Each edition has a different theme, which launched a contest: the best thematic portrait among those taken on the special photo set wins two entries the following month, prompting some participants to come up with spectacular outfits. Some of the innovations are less cheerful, but they are proof of the care toward our guests: the venue was the first in Europe to deploy special air scrubbers capable of removing all kinds of viruses. Sadistique is also among the few BDSM parties to have a dedicated staff ensuring that every activity remains Sane, Safe and Consensual.
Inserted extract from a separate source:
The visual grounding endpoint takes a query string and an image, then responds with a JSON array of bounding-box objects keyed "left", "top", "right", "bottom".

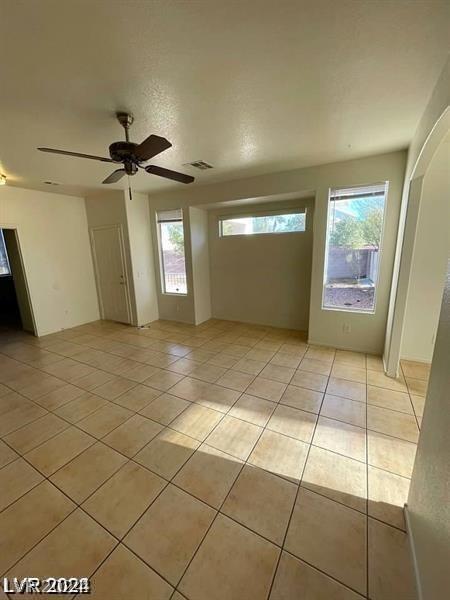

Today each date gathers far more than those 8-10 people: in fact, Sadistique often sells out and can be a bit overcrowded, so much so to prompt me to co-organize other events as well for those who prefer a more laid-back environment. Thinking back to the beginnings, however, it is inevitable to think that the mission of creating a meeting point for kinksters in Italy has fully succeeded – especially whenever I look around during a party and I see hundreds of people who feel happy and “home”, as they often say.
It would be presumptuous to think that this party has all the merits: in the meantime, dozens of other events have sprung up all over the country, but the overall result is to have today a much more serene environment for anyone who wants to explore a different way of experiencing sexuality, including finally showing their face to it with enthusiasm instead of shame. Come on, let me be a little satisfied with that!
At this point it is inevitable to wonder what the future of Sadistique will look like – and the answer is that I really don’t know. Together with the many people who collaborate behind the scenes we will surely keep updating the evemt, maintaining the spirit of being the “quality parlor for BDSM” that has always distinguished us. What form it will take, however, depends on too many unfathomable factors. The only thing I am sure of is that, if Sadistique has lasted enough to come of age, it will be around for quite a while yet.